ホームランどころかヒットさえ途絶えてしまっていた。4タコの試合もあった。三振が少ない松井選手が連続三振という屈辱的試合も体験している…。どこからでもホームランが飛び出すヤンキースと違って、4番頼りのチーム作りをしているエンジェルスにあって、彼の不調はチームの勝敗と連動していた。
昨年までエンジェルスの4番だったゲレーロ選手は移籍したテキサスレンジャースで大活躍。打率.330程度をキープして、チームは西地区では首位。それを知らないLAAのファンはいない…。
昨年のワールドシリーズMVPの勲章を持って、期待されて入団した松井選手の不調には、外野はあれこれと騒がしい。
おそらく、これほどの不調は日本でもなかったほどだろう…。

しかも、今日の相手は先日完全試合達成のブレーデン投手。最近のエンジェルスの力から見ても、勝利を予想するのは難しかった。LAAの先発は今季まだ1勝しかあげていないソンダース投手。
ソンダース投手は、バッタバッタと三振を奪う投手ではない。投げ分けて、打たせて取る投手だ。昨年は16勝して、負けは7つしかない。しかし、今季すでに負けは5つ付いている。先発の柱だが、どうも調子が上がらない…。
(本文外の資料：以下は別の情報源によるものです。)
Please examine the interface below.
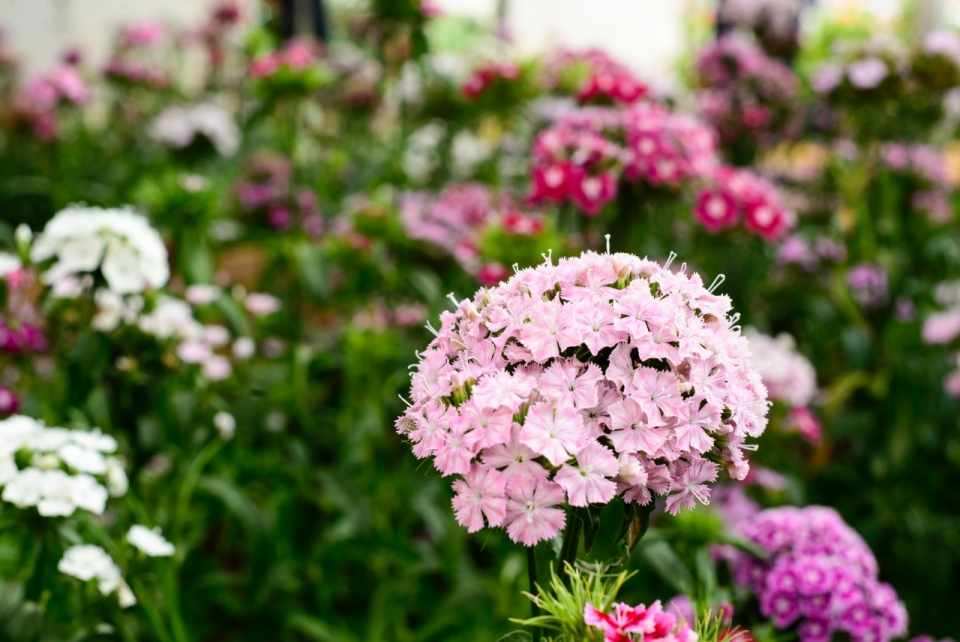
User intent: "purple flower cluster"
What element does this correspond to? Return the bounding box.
[697,36,798,142]
[397,252,767,546]
[732,506,907,642]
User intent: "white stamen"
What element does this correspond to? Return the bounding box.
[707,274,727,294]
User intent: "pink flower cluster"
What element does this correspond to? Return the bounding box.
[732,506,907,642]
[583,600,697,642]
[14,65,90,142]
[697,36,798,143]
[397,252,767,546]
[921,282,960,397]
[544,49,649,105]
[399,183,544,278]
[460,61,520,100]
[250,39,322,78]
[693,166,796,241]
[233,152,324,236]
[530,103,719,216]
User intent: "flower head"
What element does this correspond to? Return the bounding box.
[397,248,766,545]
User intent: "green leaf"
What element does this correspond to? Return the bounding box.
[591,497,626,556]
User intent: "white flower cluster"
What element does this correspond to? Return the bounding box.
[30,205,170,294]
[57,544,137,608]
[147,103,240,156]
[127,524,177,557]
[743,328,817,408]
[0,415,128,517]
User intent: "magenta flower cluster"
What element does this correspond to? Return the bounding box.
[733,506,907,642]
[397,252,767,546]
[583,600,697,642]
[693,166,796,241]
[530,103,719,216]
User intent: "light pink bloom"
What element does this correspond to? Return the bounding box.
[520,403,587,466]
[504,477,566,546]
[453,466,507,533]
[554,442,620,506]
[243,292,280,317]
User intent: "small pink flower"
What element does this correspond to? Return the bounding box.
[200,354,233,381]
[243,292,280,317]
[177,341,213,363]
[504,476,566,546]
[453,466,507,533]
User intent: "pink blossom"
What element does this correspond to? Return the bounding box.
[554,442,620,506]
[453,466,507,533]
[504,476,566,546]
[520,403,587,466]
[243,292,280,317]
[397,252,767,545]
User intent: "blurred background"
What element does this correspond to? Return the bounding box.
[0,0,960,642]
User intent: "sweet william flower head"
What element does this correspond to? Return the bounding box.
[30,205,170,294]
[397,252,767,546]
[127,524,176,557]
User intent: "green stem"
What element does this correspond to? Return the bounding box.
[527,546,543,642]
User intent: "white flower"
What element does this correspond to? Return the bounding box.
[127,524,176,557]
[243,292,280,317]
[232,337,257,361]
[57,544,137,608]
[30,205,170,294]
[743,328,817,407]
[106,457,130,497]
[213,411,237,440]
[0,252,23,278]
[137,297,203,341]
[0,456,20,486]
[184,284,221,305]
[450,129,493,178]
[147,103,240,156]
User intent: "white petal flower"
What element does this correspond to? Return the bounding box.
[57,544,137,608]
[30,205,170,294]
[127,524,176,557]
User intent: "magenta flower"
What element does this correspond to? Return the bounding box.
[731,506,907,642]
[453,466,507,533]
[397,253,767,545]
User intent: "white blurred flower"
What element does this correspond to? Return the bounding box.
[200,354,233,381]
[57,544,137,608]
[138,297,203,341]
[743,328,817,407]
[0,252,23,278]
[106,457,130,497]
[184,283,221,305]
[232,337,257,361]
[203,325,230,348]
[127,524,176,557]
[243,292,280,317]
[147,103,240,156]
[30,205,170,294]
[57,443,107,475]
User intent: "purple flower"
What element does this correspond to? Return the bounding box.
[847,263,890,309]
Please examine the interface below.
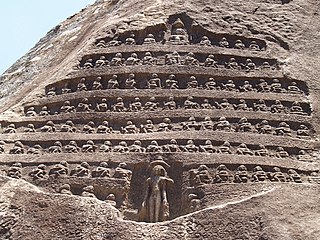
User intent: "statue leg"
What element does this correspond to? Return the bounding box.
[149,196,155,222]
[154,194,161,222]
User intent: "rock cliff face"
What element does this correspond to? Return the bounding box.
[0,0,320,240]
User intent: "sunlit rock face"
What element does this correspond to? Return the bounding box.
[0,0,320,240]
先発投手陣も、4番までも不安が残ったままのエンジェルスだったが…。

試合展開は、今までの不調はなんだったのか、と唖然とするほどの「横綱試合」ではないか。
ソンダース投手が安打を許したのは4本だけ。二塁を踏ませたのは1度だけ。完璧にオークランド打線を押さえ切ってくれた。

そして、圧巻。
待望の松井選手の3ランホームランが飛び出してのが、6回裏だ。
6回に久々にエンジェルスらしい攻撃が始まった。打順は1番アイバー選手から。


打線を組み替えて、5番に下がったケンドリー君がレフト前へ。二塁にいた俊足アイバー選手が余裕のホームインして、均衡を破る。
LAA 1-0 OAK

そして、この日6番に下がった不振の続いた松井選手が打席に立った。
ランナーは二塁にアブレイユ選手と一塁にはケンドリー君。完全試合のブレーデン投手が投げたインサイドから落ちてくる変化球をバットを真上から振り払うように、豪快に叩いた。
白球は快音が響く夜空に高々と上がって行くではないか!
観客はその球を見上げて、大歓声。一斉に立ち上がる…。
ライト席へ。美しい放物線を描いた白球はそのままスタンドに消えていった。
大歓声だけが響き渡る球場で、松井選手が久々の「あの」感触を味わうかのようにダイヤモンドを一周している。

5号3ラン!

今日の勝利は、大きい。まだまだ借金経営のチームだが、数字をあげてくれる有能な「営業マン」がこうして復活してくれれば、チーム経営の黒字は間近い。明日の打順はまさか6番ではあるまい…と予想したが、どうか。

さあ、いよいよ明日だ、あしたこそ!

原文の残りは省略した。